かくしてこの「古文献」は学界から葬り去られた…かに見えたが、そうカンタンには終わらなかった。学術の世界に関しては、この「文書」の真贋は決着したとされ、その結論を見直そうというのは「地球は本当に丸いかどうか考え直そうというに等しいことである」などと揶揄された。当時の自称権威者たちが描いた筋書きの通り、現代の日本で竹内文書を古代史の「史料」として扱おうとする大学教授は、日本国内にはおそらく一人もいないだろう。それはそうだ、もしそんなことをしたら彼らは職を失うのだから。だがそんな文献にもかかわらず、この「文書」の存在を「真実」とする日本人は、今でも後を絶たない。事実にしか意義を求めない外国人研究者だと、竹内文書の支持者にはけっこうな人数の有力者もおり、中には著名な学者もいる。

 

さて前振りはこんなところで終わりにして、ここからはわたしの見解になるのだが。

 

竹内文書を総評すると「真実:30%/暗号:30%/工作:30%/感情:10%」で構成された、当時の世界観の中で「日本」に必要だと感じられる要素をアピールするための、古文書ベースの執筆物。これが、あれこれと研究し、さらに調査会社まで使って調べてわたしが行きついた結論だ。

 

「古代日本はこんなにすごい国だった」という「物証」があれば、それを信じることで、その末裔である自分たちはなんとなく偉くなったような気がしたのだろう。当時の世界観は「白人至上主義」の真っただ中であり、そこに日本人が(内情はどうであれ)「人種差別反対」を大義に世界と戦っていた時代である。
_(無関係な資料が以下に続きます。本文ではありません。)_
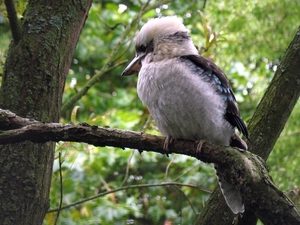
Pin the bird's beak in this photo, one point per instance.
(134, 66)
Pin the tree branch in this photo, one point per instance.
(264, 127)
(13, 20)
(245, 170)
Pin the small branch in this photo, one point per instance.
(61, 190)
(122, 189)
(13, 20)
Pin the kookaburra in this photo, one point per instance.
(188, 96)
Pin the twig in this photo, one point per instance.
(168, 166)
(186, 199)
(61, 190)
(121, 189)
(13, 20)
(127, 168)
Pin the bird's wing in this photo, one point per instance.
(213, 74)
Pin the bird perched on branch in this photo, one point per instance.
(188, 96)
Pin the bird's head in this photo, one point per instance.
(160, 39)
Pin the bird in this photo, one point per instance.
(188, 96)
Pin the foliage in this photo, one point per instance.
(246, 39)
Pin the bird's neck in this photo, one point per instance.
(170, 49)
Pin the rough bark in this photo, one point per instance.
(264, 127)
(244, 169)
(33, 82)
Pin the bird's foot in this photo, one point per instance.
(199, 145)
(167, 143)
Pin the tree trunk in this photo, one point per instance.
(35, 72)
(264, 127)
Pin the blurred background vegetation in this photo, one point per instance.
(245, 38)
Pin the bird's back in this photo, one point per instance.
(182, 102)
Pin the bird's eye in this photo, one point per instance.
(143, 48)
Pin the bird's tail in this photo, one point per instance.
(232, 195)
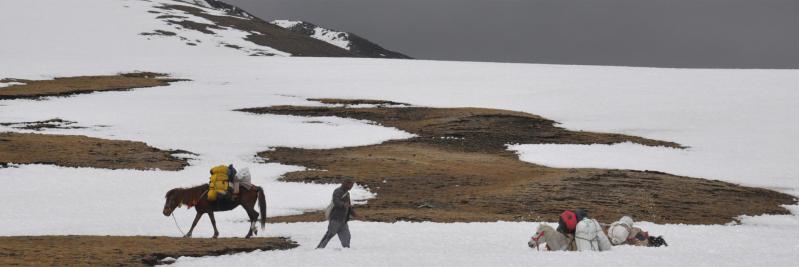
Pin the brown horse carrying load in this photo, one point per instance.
(220, 179)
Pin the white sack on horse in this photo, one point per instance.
(243, 178)
(619, 231)
(589, 236)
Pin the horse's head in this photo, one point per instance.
(539, 237)
(172, 202)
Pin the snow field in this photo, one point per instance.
(737, 123)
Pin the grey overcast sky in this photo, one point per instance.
(661, 33)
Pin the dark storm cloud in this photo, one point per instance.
(668, 33)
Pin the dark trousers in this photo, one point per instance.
(336, 228)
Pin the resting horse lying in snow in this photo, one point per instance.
(554, 240)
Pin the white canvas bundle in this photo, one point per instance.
(589, 236)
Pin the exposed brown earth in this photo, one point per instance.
(64, 86)
(458, 169)
(347, 102)
(82, 151)
(122, 251)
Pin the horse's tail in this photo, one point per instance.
(262, 206)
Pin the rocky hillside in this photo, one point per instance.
(349, 41)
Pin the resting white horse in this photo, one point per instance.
(554, 240)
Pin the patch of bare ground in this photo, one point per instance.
(261, 33)
(64, 86)
(348, 102)
(82, 151)
(458, 170)
(122, 251)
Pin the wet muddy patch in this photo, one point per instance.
(458, 169)
(123, 251)
(83, 151)
(66, 86)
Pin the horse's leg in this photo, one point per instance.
(193, 224)
(253, 217)
(213, 222)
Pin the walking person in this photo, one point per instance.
(340, 213)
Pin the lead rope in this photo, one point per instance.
(176, 224)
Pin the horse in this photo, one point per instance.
(556, 241)
(196, 197)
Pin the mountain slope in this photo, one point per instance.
(346, 40)
(253, 35)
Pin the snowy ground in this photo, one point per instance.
(737, 123)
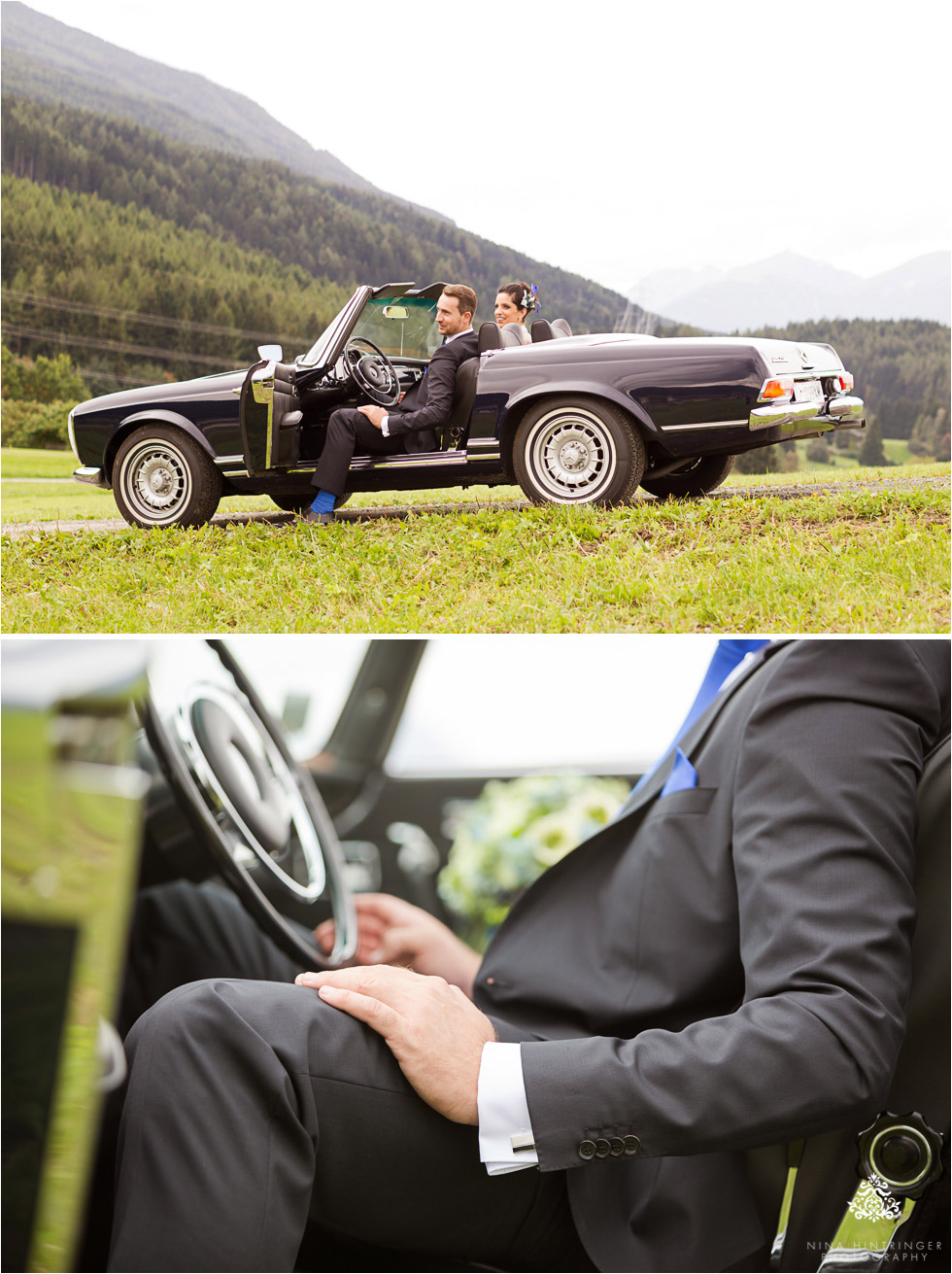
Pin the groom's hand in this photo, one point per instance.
(430, 1027)
(374, 414)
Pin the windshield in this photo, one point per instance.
(401, 327)
(315, 357)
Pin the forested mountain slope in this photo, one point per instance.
(333, 232)
(49, 61)
(136, 298)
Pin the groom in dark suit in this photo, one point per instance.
(726, 966)
(411, 425)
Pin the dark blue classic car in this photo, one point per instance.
(573, 419)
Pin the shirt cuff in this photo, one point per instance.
(503, 1110)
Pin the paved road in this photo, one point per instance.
(792, 491)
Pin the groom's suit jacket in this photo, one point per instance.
(727, 966)
(429, 404)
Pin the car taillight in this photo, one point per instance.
(779, 386)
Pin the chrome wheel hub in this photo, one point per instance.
(571, 456)
(156, 480)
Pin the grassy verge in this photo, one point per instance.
(854, 561)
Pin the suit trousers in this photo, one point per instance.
(348, 433)
(255, 1113)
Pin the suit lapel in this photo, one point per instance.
(698, 730)
(629, 820)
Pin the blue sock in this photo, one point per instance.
(323, 502)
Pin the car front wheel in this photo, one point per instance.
(162, 478)
(696, 478)
(578, 451)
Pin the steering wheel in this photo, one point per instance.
(251, 807)
(372, 371)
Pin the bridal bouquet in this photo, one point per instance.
(511, 834)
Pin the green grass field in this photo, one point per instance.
(50, 500)
(849, 561)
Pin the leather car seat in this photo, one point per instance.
(287, 417)
(463, 396)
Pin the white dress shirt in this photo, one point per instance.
(385, 430)
(500, 1093)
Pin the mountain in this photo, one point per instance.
(49, 61)
(788, 288)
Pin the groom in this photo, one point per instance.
(413, 423)
(726, 966)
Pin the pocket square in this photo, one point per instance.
(682, 775)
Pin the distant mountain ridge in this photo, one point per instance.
(49, 61)
(788, 288)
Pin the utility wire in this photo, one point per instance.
(115, 347)
(29, 298)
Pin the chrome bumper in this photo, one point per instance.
(841, 412)
(93, 476)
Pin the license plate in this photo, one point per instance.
(807, 392)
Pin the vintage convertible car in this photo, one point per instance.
(573, 419)
(131, 763)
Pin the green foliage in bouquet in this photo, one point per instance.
(511, 834)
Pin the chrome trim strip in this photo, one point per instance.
(424, 460)
(90, 475)
(708, 425)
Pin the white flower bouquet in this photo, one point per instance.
(511, 834)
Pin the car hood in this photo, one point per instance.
(202, 386)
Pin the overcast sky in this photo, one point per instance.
(608, 138)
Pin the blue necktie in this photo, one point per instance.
(730, 652)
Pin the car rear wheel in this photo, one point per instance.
(697, 478)
(578, 451)
(162, 478)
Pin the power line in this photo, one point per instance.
(114, 347)
(31, 298)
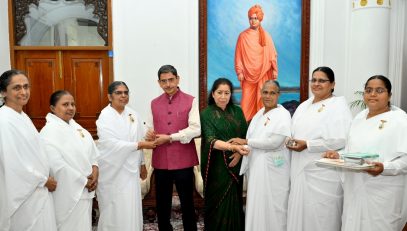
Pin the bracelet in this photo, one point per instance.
(230, 147)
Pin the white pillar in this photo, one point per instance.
(369, 42)
(4, 38)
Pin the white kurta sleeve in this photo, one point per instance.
(194, 126)
(149, 121)
(321, 145)
(396, 167)
(272, 142)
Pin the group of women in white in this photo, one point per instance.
(48, 179)
(287, 190)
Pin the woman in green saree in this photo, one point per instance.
(221, 160)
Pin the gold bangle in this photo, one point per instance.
(230, 148)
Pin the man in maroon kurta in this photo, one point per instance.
(174, 124)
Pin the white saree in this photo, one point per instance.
(316, 196)
(268, 170)
(376, 203)
(72, 153)
(119, 193)
(25, 203)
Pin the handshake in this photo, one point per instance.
(152, 140)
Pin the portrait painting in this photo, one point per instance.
(287, 23)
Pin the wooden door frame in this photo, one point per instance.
(14, 47)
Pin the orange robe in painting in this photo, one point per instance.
(258, 64)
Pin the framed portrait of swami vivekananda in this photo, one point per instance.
(222, 23)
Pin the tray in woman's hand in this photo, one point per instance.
(340, 163)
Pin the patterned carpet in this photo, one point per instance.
(176, 218)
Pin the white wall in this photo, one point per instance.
(149, 34)
(4, 37)
(333, 38)
(404, 72)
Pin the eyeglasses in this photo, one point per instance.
(378, 90)
(20, 87)
(272, 93)
(121, 92)
(169, 80)
(319, 80)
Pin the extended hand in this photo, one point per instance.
(235, 159)
(300, 145)
(241, 150)
(162, 139)
(331, 154)
(93, 179)
(237, 141)
(146, 145)
(150, 135)
(51, 184)
(376, 170)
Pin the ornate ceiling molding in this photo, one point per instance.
(21, 9)
(101, 12)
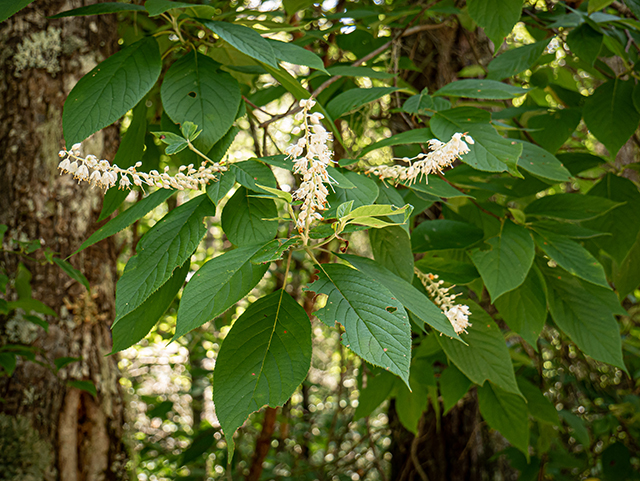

ようするに、竹内文書の目的は、白人至上主義と戦う日本国が自尊心を有するための妙薬を創造することだったのだ。

 

このような事象は、竹内文書ばかりではない。現代社会でも似たようなケースはいくらでも見つかる。「中国は古代から残虐行為を繰り返してきた」「大東亜戦争は聖戦だった」などなど、たくさんある。日本人ばかりではない。中国の一般大衆は「日本の文化はすべて中国の借り物」という「ストーリー」をなんの調査も検証もせず盲目的に信じている者がとても多いし、アメリカの退役軍人のほとんどは原爆投下による被爆地の惨状たる映像をどれだけ見ようと「原爆投下は正しかった」とバカのひとつ覚えのように言ってるのである。

 

わたし自身は「大東亜戦争は聖戦だった」という一面的な考え方にもろ手を挙げての賛同はしていないが、少なくとも日本が戦争に踏み切らなければ、今も世界は白人至上主義がまかり通っていただろうし、日本を除いたアジア圏の国は、そのほとんどが今も欧米植民地のままだろう。この絶対的事実は、日本国として一歩も譲るべきでないと思っている。

 

そして「神心書道」における「竹内文書」の扱いについてだが、わたしは否定派ではない。しかし、その反面では単純な「まる飲み」をするべきでないとも考えている。向学としては、前述の「真実:30%」と「感情:10%」を研究し、その知徳により「暗号:30%」の示す「本質の部分」を読み解くことがおもしろいのである。

 

意欲を感じた人は、ぜひチャレンジしてみてもらいたい。